Nearly 15 years have passed since the theater department at North Hennepin Community College presented its last musical. But it's making a noteworthy comeback with the first local production of "The 25th Annual Putnam County Spelling Bee."

A national touring company previously staged the Tony Award-winning Broadway musical in the Twin Cities, but North Hennepin's will be the first college theater in Minnesota to present it, according to theater director Mike Ricci.

"As soon as it was announced that the play was being released for productions across the country, I called the New York office and secured the rights immediately," he said.

Although Ricci, who arrived at the school in August, can't vouch for what caused the lull in the theater's musical history -- a mid-1990s performance of "Kiss Me Kate" appears to have been its last musical -- he chalked it up to budgetary wrinkles and not an aversion to the form. Before him, there hadn't been a full-time theater director on staff for four years, he said.

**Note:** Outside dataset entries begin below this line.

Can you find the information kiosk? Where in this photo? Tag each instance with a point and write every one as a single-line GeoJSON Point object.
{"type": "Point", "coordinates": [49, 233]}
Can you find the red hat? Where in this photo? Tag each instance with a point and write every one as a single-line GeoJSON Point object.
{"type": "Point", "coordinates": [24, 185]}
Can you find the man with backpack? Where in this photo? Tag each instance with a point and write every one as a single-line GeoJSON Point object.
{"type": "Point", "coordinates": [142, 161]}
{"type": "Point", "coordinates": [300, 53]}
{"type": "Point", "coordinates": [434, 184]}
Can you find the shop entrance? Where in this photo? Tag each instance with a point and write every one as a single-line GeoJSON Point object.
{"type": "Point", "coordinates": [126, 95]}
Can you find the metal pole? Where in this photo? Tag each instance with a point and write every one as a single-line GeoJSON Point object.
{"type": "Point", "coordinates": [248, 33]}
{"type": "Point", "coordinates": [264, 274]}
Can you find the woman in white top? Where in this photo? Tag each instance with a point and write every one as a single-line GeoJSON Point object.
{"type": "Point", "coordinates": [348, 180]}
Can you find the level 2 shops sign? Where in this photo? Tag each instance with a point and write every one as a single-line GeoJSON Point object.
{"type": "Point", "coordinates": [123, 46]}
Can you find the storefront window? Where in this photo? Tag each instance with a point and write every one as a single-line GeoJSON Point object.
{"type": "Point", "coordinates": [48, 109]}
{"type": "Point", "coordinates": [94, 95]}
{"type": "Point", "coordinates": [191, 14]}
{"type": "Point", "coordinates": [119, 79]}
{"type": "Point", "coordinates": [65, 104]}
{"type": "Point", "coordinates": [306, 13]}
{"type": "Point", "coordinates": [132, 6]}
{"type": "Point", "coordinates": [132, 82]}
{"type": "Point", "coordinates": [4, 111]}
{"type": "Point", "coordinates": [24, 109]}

So it was up to Ricci to track down a choreographer, a music director and a small instrumental ensemble to go into the recently-dusted-off orchestra pit. But it's been worth the time and energy, he said.

" 'Spelling Bee' is clever, well-written and fun."

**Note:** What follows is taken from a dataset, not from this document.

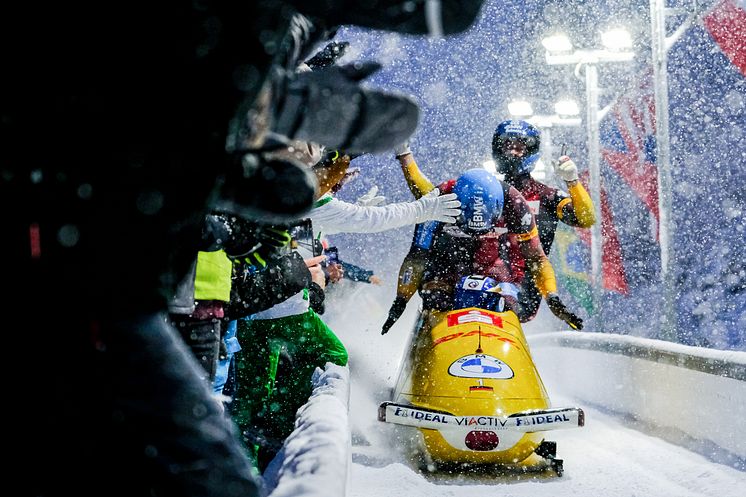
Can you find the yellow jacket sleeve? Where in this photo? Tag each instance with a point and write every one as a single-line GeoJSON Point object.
{"type": "Point", "coordinates": [581, 204]}
{"type": "Point", "coordinates": [417, 182]}
{"type": "Point", "coordinates": [328, 175]}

The production will open on April 16. Coincidentally, another musical at another area college that hasn't staged one in years -- "Cabaret" at Century College in White Bear Lake -- will open the same night.

The play focuses on the personal journeys of six awkward, overachieving adolescents whose insecurities and aspirations ooze out during an intense regional spelling bee at the fictional Putnam Valley Middle School.

"Spelling Bee's" so-called grownups -- including a "comfort counselor" who comes armed with juice boxes and words of encouragement -- are similarly off-kilter. The show, which features music and lyrics by William Finn and a book by Rachel Sheinkin, calls for a minimal set and stage effects and only about nine cast members.

The original production was rated R, but the college is offering separate performances for general and mature audiences.

For each performance, four audience members are randomly brought onto the stage that has been re-imagined as a school gymnasium, to be pitted against the other spellers.

"It's fascinating how spelling bees have grown and gained a place in our society," said Ricci, noting that ESPN now broadcasts a national spelling competition. "It's nice that spellers get their due."

Some of the cast members can relate. Callan Korpi, who plays Rona Lisa Peretti, an administrator with a zeal for spelling, said it helps that she had a penchant for stringing letters together herself as a youngster.

Similarly, to get into his part as the hippy Leaf Coneybear, the expressive Carter Roeske is trying to channel his 12-year-old self -- or, as he put it, regressing. Roeske, who wears a yellow crash helmet and matching kneepads as a kind of pseudo-armor connoting his character's fragility, said convincingly, "This [character] is me."

True to form, at a rehearsal Roeske sustained a minor injury while swinging on a rope Tarzan-style (during a song appropriately called "Pandemonium"). Despite the painful stunt, he's happy to be in the bee.

Anna Pratt is a Minneapolis freelance writer.